Как уже говорилось, геополитическая мысль России в эту пору воплощается почти исключительно в «системах», создаваемых наверху и претворяемых в реальную политику в планах межгосударственных союзов, отражающих процессы перестройки двух систем и процессы на их стыках. Общие схемы: союз со слабеющим восточным центром ради контроля над западом прежней БЧС (политика Остермана-Бестужева: «система Петра Великого»); попытка собрать север БЧС, включая Пруссию, в пространство вокруг России с опорой на Балтику, противостоящая консолидированным центрам (униполю) коренной Европы (Северный аккорд); воскрешение планов последних Московских царей в рамках ожившей новой БЧС, достроенной за счет германских государств. Поворот с начала новой милитаристской эпохи Запада, явное превалирование западного центра. В этих условиях наблюдается колебание между политикой искусственного взращивания восточного центра как авангарда России против Запада (Павел в 1798–1799, Александр по 1807) и отходом из Европы, попытками вступить в соглашение с западным центром, оставив между ним и Россией германские державы как буфера.
Но при этом, во-первых, мы видим, как центр Европы организует новую подстраховку против России, воссоздавая старый восточный барьер; во-вторых, земли старой БЧС переосмысляются в пространство Европы, тем самым Россия оказывается «обкладываема» с юго-востока.
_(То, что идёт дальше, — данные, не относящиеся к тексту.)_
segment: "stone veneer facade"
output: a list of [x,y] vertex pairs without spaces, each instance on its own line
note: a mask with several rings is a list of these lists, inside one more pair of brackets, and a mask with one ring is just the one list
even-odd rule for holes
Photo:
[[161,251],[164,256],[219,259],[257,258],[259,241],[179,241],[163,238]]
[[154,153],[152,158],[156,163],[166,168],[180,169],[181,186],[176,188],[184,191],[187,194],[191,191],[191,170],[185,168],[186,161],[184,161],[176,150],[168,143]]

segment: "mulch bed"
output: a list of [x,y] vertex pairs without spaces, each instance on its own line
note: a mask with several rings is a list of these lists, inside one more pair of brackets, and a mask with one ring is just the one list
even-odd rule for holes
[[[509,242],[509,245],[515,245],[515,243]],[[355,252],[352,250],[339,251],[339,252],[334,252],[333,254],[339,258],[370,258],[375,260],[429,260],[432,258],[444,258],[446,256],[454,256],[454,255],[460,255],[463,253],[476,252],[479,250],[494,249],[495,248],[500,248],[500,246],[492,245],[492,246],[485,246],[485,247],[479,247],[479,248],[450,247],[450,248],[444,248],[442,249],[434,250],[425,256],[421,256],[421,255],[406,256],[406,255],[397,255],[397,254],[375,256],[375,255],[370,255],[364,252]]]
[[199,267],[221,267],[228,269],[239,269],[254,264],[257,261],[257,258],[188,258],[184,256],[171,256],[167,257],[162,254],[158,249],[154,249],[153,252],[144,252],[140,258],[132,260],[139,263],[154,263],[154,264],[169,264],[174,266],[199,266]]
Все попытки договориться с лидерами Запада о размежевании сфер влияния, о конструировании особого Большого Пространства России кончаются тем, что Россия вынуждена иметь дело со стратегией отбрасывания ее от Балто-Черноморья.
Вначале это отбрасывание с опорой на национальную традицию, попытка возбудить в России отталкивание от Европы, оформить протест против петровского дела переносом столицы в Москву и т. д. (Вернуться к традициям московских царей можно было, лишь признав проигранной их игру.) К концу века отбрасывание России облекается в «евразийские» схемы (план Талейрана, предложение Наполеона российским императорам). Нельзя отрицать, что в этом веке были мыслители и практики, увлеченные достройкой России на востоке (пути через Северный морской путь и через Центральную Азию). Достройка шла, она могла вдохновлять политиков и поэтов на мечты об индийской торговле и т. п., но отойти в Евразию значило создать совсем новые системы связей, новые отношения, между тем как в Балто-Черноморье игра была напряжена и не закончена. Тема «Новой России» разыгрывается в степях, прежде всего черноморских, на южной окраине системы.
Итак, с разрушением автономного Балто-Черноморья выбор стоял между двумя сценариями: отбрасыванием в Евразию (или добровольным уходом, но тогда непременно с присоединением к Евразии выхода в Черное море и части Балкан) – либо борьбой, где один из центров Запада опирался бы на Россию, которая, в конце концов, становилась бы гарантом Европы (отсюда – «Завещание Петра Великого» и т. п.), боязнь остаться в «ауксилиарных» державах. Такие образования, как «Северный аккорд» и «греческий проект» в их конкретике порождены историческими перипетиями фазы, как бы паузой в истории европейского милитаризма. Таким образом, в этот период мы имеем действия России на входе в Европу с двумя мыслимыми развязками, из которых проистекал выбор: отойти в Евразию (отступление в национальную нишу) versus вхождение в европейскую игру в качестве опоры более слабого центра. В промежутке – попытки сконструировать на стыке Европы свое Большое Пространство, северное или южное.